Although RTR applications provides much enhancements over the static designs, but they are still in the research area. RTR is suitable for many applications specially those need much computations and depend on parallel methods such as DSP applications, image processing, neural networks, encryption, compression, pattern matching, motion and target tracking and even general purpose processors.
The hardware of DISC processor is divided into two parts: general ``weak'' processor core that has small number of instructions and addressing modes, and custom instructions area where the new instructions are loaded. The FPGA hardware space is formed of rows, each custom instruction circuit must occupy integer number of rows to speed up hardware relocation. The communication lines are extended horizontally and reach all rows which ease the communication between each instruction and the processor core without interfering with other instructions.Although the idea of rows has good advantages, it reduces the resources utilization, refer to figure 2.
The DISC processor uses the idea of instruction caching to reduce the configuration overhead by preloading instructions. When new instruction is requested, the core checks if it is already loaded,then no actions are needed, else it reconfigures the hardware and loads the new instruction. The efficiency of the caching depends on the flow of the program and the hardware module removal algorithms. For more information about the DISC project refer to [17,18,16].

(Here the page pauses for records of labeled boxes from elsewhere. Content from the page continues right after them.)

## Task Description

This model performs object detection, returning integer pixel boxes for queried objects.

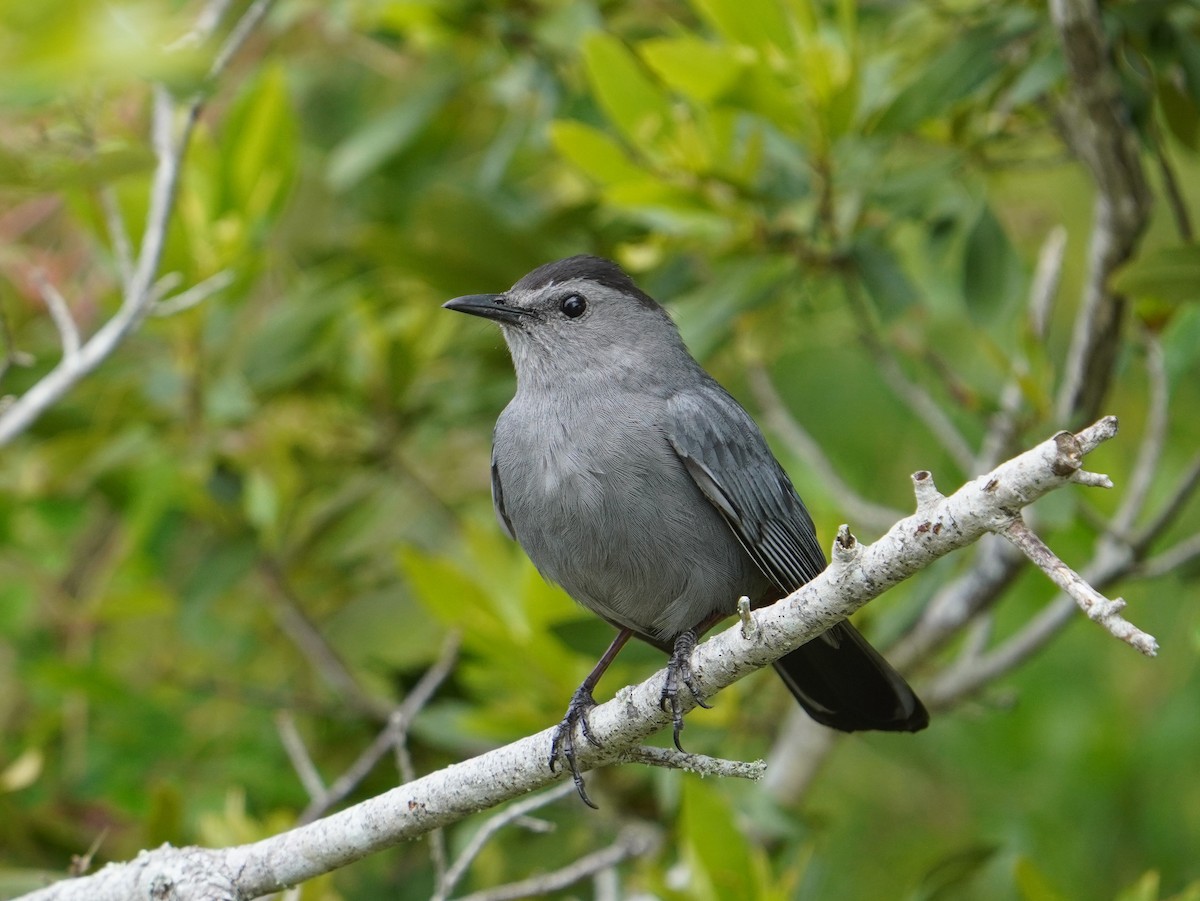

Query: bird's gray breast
[494,395,764,641]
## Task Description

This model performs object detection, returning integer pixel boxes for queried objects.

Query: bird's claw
[659,632,710,751]
[550,685,600,810]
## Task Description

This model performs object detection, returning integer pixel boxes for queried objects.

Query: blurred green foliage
[0,0,1200,901]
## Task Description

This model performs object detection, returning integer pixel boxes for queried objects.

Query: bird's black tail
[775,623,929,732]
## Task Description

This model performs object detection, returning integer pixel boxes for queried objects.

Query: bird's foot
[659,630,710,751]
[550,684,600,810]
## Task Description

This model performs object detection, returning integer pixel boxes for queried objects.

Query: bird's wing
[664,382,826,593]
[492,444,517,541]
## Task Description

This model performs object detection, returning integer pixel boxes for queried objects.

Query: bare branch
[1050,0,1151,422]
[1000,518,1158,657]
[100,187,133,290]
[0,0,270,445]
[617,745,767,782]
[32,268,79,362]
[1108,331,1170,540]
[18,418,1142,901]
[457,823,661,901]
[275,710,326,798]
[296,632,458,824]
[258,558,391,722]
[745,361,902,531]
[150,269,235,316]
[209,0,274,80]
[430,782,575,901]
[1129,453,1200,553]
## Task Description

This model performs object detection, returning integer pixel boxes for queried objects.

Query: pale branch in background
[455,823,662,901]
[1050,0,1151,422]
[1000,518,1158,657]
[0,0,270,445]
[14,418,1147,901]
[618,745,767,782]
[743,360,904,531]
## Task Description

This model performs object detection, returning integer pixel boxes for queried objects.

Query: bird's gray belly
[497,412,767,641]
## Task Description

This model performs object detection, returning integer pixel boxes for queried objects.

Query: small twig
[32,268,79,362]
[299,632,458,823]
[1147,115,1194,244]
[617,745,767,782]
[209,0,274,80]
[100,187,133,290]
[430,780,575,901]
[150,269,235,316]
[258,558,391,722]
[845,280,976,475]
[1027,226,1067,342]
[998,518,1158,657]
[456,824,661,901]
[275,710,326,798]
[1108,331,1170,541]
[745,361,904,531]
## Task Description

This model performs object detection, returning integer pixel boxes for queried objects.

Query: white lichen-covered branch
[14,418,1156,901]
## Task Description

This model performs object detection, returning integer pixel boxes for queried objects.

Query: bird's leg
[550,629,632,807]
[659,629,709,751]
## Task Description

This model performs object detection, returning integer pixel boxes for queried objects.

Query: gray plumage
[446,256,928,799]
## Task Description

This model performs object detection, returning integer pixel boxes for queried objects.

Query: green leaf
[218,65,299,221]
[692,0,792,50]
[637,35,743,103]
[1112,244,1200,304]
[550,120,644,185]
[913,845,998,901]
[325,77,454,192]
[962,205,1021,322]
[1014,857,1067,901]
[583,32,671,148]
[680,776,758,901]
[851,234,917,319]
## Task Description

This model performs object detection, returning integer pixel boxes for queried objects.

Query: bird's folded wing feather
[662,383,826,594]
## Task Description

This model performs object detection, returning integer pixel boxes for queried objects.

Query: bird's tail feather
[775,623,929,732]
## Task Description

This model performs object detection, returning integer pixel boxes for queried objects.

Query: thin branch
[1129,453,1200,553]
[973,226,1067,473]
[275,710,326,798]
[844,280,976,475]
[150,269,236,316]
[1108,331,1170,540]
[100,187,133,290]
[617,745,767,782]
[1050,0,1151,422]
[456,824,661,901]
[1000,518,1158,657]
[32,268,79,362]
[745,361,902,531]
[258,558,391,722]
[430,782,575,901]
[209,0,274,80]
[18,418,1142,901]
[1138,533,1200,578]
[0,0,270,446]
[1150,115,1194,244]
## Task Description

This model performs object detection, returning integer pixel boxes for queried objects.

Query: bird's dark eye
[559,294,588,319]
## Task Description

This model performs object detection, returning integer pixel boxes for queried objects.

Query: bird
[443,254,929,806]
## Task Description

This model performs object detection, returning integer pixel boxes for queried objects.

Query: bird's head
[443,256,690,393]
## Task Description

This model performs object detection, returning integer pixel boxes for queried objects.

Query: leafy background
[0,0,1200,900]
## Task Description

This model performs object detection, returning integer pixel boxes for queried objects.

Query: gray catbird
[445,256,929,804]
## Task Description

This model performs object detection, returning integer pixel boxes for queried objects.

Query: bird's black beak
[442,294,533,323]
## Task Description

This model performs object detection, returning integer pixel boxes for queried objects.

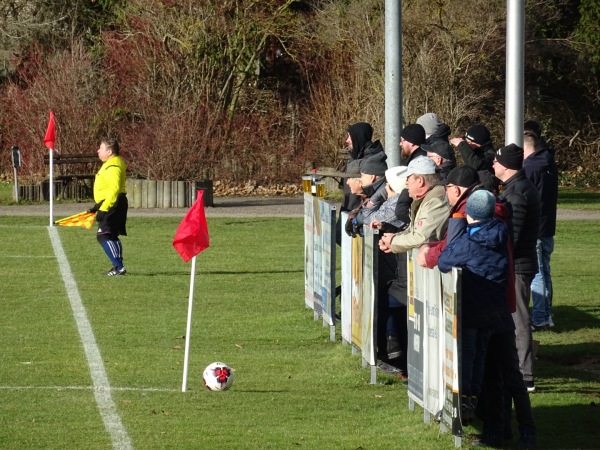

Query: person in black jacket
[417,113,450,145]
[450,123,496,172]
[494,144,540,392]
[523,126,558,331]
[336,122,384,245]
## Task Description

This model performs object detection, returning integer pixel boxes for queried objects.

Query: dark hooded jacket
[425,123,450,145]
[340,122,383,211]
[456,141,496,173]
[501,170,540,274]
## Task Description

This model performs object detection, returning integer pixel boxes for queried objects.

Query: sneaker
[106,267,127,277]
[460,395,475,426]
[531,323,550,333]
[386,336,402,359]
[518,428,537,448]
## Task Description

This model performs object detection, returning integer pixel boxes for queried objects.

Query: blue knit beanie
[467,189,496,221]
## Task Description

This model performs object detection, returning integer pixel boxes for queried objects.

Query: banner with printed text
[318,200,336,326]
[340,212,354,344]
[304,194,315,309]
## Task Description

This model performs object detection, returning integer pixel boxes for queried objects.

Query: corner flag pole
[48,148,54,227]
[181,256,196,392]
[44,111,56,227]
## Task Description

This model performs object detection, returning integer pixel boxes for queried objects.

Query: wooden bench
[44,153,102,201]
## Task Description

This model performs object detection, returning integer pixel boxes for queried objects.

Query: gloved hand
[87,203,100,212]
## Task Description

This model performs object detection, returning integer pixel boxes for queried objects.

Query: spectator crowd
[338,113,558,448]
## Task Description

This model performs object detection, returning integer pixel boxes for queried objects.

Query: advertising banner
[340,212,354,344]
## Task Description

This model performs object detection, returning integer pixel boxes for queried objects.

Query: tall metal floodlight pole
[385,0,402,167]
[504,0,525,147]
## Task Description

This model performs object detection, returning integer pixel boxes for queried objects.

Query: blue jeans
[531,236,554,326]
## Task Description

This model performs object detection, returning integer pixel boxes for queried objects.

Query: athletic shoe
[518,427,537,449]
[106,267,127,277]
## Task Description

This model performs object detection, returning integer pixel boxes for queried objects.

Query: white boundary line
[47,226,133,449]
[0,386,179,392]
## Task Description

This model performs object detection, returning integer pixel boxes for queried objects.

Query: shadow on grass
[515,401,600,449]
[534,304,600,336]
[558,190,600,208]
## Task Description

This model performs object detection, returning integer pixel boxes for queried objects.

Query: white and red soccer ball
[202,362,233,391]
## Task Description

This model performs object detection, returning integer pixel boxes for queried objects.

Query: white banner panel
[340,212,353,344]
[304,194,314,309]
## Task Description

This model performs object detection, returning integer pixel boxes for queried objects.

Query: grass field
[0,213,600,449]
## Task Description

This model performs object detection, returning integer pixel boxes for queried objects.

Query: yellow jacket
[94,156,127,211]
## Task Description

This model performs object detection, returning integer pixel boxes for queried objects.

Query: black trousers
[478,331,535,431]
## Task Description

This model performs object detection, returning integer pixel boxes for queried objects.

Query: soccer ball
[202,362,233,391]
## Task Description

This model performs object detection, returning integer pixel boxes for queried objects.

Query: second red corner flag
[44,111,56,150]
[173,191,209,262]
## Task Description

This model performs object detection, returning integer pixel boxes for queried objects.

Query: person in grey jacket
[494,144,540,392]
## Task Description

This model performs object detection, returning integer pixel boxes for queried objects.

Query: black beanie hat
[496,144,523,170]
[444,165,479,187]
[421,141,456,161]
[346,122,373,159]
[360,152,387,177]
[400,123,425,145]
[465,123,491,145]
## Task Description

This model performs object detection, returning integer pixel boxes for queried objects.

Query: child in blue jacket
[438,190,514,422]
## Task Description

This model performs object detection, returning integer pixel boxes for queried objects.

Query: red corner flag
[44,111,56,150]
[173,191,209,262]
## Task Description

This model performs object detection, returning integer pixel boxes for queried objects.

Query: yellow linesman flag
[54,211,96,230]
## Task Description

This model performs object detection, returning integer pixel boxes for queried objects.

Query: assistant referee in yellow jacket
[88,139,129,277]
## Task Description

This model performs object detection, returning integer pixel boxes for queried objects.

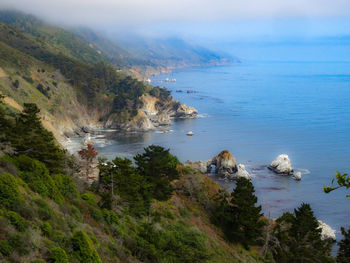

The challenge to the ATR is the rapid comparison of an input image to thousands of templates with large number of pixels per image [14]. General purpose computing devices are used to increase the flexibility of the system and enables multiple templates to be checked, but with low performance. In contrast, dedicated hardware for special templates can be used to provide higher performance but without the flexibility of changing the templates. RTR logic can be used to combine between the advantages of the both approaches by building custom circuits optimized to each template and reconfigured on the fly to different templates.
Tree adders are used for each pixel to perform the correlation between the input image and the template. To further improve the performance, correlation between the templates can be calculated during the design time to get the common pixels between them to use the same adder tree for the correlated templates' pixels. So it is important to do templates partitioning during the design time and group the correlated pixels in sets that use the same circuits, in this way the use of the hardware is minimized with improved performance while keeping the flexibility of the circuits. For more details refer to [13].